Fitting Experimental Spectra¶
Provided in the MATS v2 release are several examples highlighting MATS capabilities, which can be found in the MATS examples folder.
This example fits isolated Oxygen A-Band transitions in experimental spectra
Import Modules and Set-Up¶
This example starts with importing modules and setting up file locations
import numpy as np
import pandas as pd
import os, sys
import matplotlib.pyplot as plt
from matplotlib import gridspec
%matplotlib inline
import MATS
Optional import of seaborn package for figure generation
import seaborn as sns
sns.set_style("whitegrid")
sns.set_style("ticks")
sns.set_context("poster")
If not working within the MATS file structure, change the path to the working directory that contains experimental spectra or to the folder that you want to work in.
os.chdir(path)
Load Spectra from files¶
There are two options for generating Spectrum
objects. The first is from a file by instantiating an instance of the class, which is the focus of this example. The second option is by using the simulate_spectrum()
function described in the fitting synthetic spectra example.

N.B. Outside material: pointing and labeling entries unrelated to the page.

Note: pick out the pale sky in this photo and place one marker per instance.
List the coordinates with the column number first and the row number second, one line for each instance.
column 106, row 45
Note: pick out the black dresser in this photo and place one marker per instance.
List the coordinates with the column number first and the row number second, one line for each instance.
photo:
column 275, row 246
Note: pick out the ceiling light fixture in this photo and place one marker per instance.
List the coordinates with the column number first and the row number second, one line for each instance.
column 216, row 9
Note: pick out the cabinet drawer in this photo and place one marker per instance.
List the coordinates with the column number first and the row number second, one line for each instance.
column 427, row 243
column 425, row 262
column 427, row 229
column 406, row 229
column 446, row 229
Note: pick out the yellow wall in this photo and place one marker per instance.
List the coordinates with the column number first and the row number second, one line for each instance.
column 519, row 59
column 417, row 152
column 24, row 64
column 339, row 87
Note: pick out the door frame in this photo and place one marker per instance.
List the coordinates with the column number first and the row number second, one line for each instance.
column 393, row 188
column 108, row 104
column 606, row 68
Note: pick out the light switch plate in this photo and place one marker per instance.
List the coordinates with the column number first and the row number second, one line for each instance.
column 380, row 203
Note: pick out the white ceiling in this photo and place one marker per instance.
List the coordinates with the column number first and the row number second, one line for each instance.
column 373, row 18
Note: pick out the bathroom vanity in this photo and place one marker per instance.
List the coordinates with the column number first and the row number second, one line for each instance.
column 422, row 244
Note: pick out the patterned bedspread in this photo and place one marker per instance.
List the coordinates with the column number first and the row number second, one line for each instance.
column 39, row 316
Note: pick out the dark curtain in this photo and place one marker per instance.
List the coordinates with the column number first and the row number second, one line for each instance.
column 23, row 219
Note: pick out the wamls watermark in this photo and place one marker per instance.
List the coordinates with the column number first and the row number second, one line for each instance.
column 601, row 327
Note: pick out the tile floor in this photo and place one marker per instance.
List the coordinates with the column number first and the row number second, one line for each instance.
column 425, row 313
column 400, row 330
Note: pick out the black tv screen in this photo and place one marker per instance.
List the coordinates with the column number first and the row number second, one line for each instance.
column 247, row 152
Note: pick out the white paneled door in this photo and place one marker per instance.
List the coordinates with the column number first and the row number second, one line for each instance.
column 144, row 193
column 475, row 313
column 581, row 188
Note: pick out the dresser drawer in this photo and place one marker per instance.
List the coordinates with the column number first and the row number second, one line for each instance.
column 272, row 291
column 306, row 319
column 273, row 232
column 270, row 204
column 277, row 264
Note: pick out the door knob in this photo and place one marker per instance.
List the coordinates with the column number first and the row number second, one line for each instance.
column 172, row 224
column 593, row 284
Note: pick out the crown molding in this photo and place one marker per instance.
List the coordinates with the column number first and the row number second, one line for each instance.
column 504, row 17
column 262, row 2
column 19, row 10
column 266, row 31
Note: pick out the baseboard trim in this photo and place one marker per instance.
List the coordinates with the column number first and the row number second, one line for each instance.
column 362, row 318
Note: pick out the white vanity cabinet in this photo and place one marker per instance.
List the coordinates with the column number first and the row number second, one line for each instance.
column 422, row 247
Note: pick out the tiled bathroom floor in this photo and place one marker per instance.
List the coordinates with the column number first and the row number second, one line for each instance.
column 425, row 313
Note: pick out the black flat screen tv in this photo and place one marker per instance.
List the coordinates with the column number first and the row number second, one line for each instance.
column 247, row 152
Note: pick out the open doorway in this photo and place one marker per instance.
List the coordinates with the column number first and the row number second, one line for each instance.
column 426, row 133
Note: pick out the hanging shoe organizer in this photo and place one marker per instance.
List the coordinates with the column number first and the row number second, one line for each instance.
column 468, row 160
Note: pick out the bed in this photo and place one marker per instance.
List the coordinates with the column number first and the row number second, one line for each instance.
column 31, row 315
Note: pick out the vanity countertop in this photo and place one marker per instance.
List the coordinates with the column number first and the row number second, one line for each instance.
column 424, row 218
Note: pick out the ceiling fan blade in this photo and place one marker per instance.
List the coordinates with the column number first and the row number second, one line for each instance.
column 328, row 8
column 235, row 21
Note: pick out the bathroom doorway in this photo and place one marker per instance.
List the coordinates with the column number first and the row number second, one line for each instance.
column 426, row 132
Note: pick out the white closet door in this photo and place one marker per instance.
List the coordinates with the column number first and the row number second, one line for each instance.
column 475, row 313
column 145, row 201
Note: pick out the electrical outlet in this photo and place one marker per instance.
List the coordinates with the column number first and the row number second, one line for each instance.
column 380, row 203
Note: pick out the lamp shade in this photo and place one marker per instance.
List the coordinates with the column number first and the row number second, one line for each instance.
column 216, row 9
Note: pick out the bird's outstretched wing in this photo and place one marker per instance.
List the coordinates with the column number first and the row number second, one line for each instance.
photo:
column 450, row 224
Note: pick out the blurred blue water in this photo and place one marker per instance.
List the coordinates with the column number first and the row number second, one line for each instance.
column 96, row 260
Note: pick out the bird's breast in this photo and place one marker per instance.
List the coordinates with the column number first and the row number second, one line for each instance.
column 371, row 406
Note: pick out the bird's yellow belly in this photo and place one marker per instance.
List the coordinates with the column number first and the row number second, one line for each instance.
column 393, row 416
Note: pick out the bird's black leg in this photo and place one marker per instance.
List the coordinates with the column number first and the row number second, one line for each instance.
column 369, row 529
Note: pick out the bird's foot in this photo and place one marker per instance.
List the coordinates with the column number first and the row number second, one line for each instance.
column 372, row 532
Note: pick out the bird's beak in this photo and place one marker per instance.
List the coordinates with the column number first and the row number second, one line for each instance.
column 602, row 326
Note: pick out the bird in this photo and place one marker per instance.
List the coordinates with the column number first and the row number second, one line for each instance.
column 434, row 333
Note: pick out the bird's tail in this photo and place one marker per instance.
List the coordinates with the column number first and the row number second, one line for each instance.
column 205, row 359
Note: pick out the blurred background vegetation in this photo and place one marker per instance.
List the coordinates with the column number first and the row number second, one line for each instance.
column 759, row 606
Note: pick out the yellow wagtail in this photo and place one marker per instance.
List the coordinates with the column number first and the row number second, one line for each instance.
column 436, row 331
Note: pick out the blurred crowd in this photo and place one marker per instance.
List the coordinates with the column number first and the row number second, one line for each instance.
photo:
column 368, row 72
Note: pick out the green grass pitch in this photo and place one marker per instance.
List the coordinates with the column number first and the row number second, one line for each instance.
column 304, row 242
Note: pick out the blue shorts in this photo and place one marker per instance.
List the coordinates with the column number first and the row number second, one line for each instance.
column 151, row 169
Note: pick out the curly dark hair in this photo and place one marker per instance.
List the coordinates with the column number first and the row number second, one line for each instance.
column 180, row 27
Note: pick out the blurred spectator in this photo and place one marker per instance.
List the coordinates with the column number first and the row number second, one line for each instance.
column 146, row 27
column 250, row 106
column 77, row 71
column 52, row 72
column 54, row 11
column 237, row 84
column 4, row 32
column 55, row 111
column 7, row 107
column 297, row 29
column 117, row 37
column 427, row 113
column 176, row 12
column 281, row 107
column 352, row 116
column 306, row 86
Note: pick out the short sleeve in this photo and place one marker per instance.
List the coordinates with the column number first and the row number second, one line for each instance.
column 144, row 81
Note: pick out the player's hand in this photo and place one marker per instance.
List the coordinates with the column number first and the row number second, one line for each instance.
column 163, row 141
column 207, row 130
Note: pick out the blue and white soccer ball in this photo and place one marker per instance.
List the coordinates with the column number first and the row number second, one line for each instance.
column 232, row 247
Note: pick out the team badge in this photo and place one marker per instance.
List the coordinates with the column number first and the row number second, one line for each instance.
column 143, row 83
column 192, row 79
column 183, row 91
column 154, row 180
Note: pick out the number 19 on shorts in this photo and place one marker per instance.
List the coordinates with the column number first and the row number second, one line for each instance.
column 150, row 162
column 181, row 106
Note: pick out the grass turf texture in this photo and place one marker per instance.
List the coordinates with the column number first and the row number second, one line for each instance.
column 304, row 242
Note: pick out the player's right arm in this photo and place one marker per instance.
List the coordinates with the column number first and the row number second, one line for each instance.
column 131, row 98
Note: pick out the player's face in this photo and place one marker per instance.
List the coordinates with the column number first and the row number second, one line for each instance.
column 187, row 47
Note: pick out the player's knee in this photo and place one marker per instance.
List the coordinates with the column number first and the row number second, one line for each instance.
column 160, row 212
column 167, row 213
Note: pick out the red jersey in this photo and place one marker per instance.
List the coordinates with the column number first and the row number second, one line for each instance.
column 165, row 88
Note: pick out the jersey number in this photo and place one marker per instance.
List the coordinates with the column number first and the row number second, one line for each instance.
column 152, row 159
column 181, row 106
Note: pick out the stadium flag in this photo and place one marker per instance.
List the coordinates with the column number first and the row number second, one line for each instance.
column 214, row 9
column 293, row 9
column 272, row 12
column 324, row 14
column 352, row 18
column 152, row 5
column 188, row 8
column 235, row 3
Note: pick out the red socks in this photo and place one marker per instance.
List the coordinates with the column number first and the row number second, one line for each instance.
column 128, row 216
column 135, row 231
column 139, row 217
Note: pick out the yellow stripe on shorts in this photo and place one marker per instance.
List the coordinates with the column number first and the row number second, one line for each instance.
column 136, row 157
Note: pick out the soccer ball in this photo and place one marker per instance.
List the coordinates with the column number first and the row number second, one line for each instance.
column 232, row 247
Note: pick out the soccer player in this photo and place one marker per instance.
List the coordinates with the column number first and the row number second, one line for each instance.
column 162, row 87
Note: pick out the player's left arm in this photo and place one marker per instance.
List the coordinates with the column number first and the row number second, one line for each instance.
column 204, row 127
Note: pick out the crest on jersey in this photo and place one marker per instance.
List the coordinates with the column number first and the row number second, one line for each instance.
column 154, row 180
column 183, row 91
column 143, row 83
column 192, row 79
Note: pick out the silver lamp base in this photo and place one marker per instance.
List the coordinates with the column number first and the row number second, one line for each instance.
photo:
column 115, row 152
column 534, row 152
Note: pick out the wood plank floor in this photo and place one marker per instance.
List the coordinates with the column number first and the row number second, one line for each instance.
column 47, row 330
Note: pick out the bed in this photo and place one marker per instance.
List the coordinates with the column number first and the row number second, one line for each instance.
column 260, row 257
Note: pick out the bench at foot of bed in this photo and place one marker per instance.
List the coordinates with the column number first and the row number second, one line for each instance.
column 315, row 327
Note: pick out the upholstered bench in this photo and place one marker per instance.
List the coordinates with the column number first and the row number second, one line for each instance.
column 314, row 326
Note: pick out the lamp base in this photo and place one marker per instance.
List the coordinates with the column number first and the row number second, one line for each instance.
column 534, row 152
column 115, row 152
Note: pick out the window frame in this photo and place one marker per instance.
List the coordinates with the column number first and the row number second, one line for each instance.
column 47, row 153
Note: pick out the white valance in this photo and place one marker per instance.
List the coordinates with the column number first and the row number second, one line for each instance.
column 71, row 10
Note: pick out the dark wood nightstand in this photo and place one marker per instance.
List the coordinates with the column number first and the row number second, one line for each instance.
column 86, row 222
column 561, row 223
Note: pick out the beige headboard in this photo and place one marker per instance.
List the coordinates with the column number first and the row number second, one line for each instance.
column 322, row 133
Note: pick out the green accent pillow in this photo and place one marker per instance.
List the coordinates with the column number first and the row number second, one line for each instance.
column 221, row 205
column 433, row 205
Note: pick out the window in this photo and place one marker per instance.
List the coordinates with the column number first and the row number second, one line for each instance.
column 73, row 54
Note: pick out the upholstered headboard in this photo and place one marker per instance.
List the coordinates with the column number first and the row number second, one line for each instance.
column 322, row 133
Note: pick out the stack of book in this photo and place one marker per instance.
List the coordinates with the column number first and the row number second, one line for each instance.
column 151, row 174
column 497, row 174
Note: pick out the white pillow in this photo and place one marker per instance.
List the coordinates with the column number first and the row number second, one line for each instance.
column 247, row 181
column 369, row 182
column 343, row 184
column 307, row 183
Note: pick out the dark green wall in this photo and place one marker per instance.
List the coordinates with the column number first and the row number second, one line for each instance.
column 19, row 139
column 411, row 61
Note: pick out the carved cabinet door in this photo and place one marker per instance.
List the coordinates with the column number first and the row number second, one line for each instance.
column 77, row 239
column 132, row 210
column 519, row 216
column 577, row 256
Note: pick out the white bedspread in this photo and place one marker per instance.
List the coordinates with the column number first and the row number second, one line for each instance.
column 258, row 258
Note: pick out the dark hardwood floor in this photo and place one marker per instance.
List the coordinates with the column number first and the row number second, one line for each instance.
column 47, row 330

Before generating Spectrum
objects from your experimental data, it is helpful to set some variables for terms that will be used in all of the Spectrum
objects and/or throughout the fitting. In this example the minimum intensity threshold for simulation (IntensityThreshold), the minimum line intensity of lines fit in the analysis (Fit_Intensity), the order of the polynomial used in the baseline fits, and the names of columns used for the absorption, frequency, pressure, and temperature data are defined at the top of the example.
wave_range = 1.5 #range outside of experimental x-range to simulate
IntensityThreshold = 1e-30 #intensities must be above this value to be simulated
Fit_Intensity = 1e-24 #intensities must be above this value for the line to be fit
order_baseline_fit = 1
tau_column = 'Corrected Tau (us)' # Mean tau/us
freq_column = 'Total Frequency (Detuning)' # Total Frequency /MHz
pressure_column = 'Cavity Pressure /Torr'
temperature_column = 'Cavity Temperature Side 2 /C'
After that, 4 instances of the Spectrum
class are instantiated from 4 experimental spectra. In the class instantiation, the mole fraction of the oxygen sample used is defined, the etalon amplitude and period are defined, the sample is confirmed to be at natural abundance, the diluent is set to air, and the columns defined for pressure, temperature, frequency, and absorbance data are set. All of these spectra were collected at nominally 296K, so the nominal temperature is set to be 296. This variable is only used for a flag as to whether to allow temperature exponents to be floatable parameters and for generation of line mixing parameters for each nominal temperature as the temperature dependence of line mixing is not currently implemented.
spec_1 = MATS.Spectrum('190510_2per_43_forfit',
molefraction = { 7 :0.01949}, natural_abundance = True, diluent = 'air',
etalons = {1:[0.001172, 1.19574]},
input_freq = True, frequency_column = freq_column,
input_tau = True, tau_column = tau_column, tau_stats_column = None,
pressure_column = pressure_column, temperature_column = temperature_column,
nominal_temperature = 296, x_shift = 0.00)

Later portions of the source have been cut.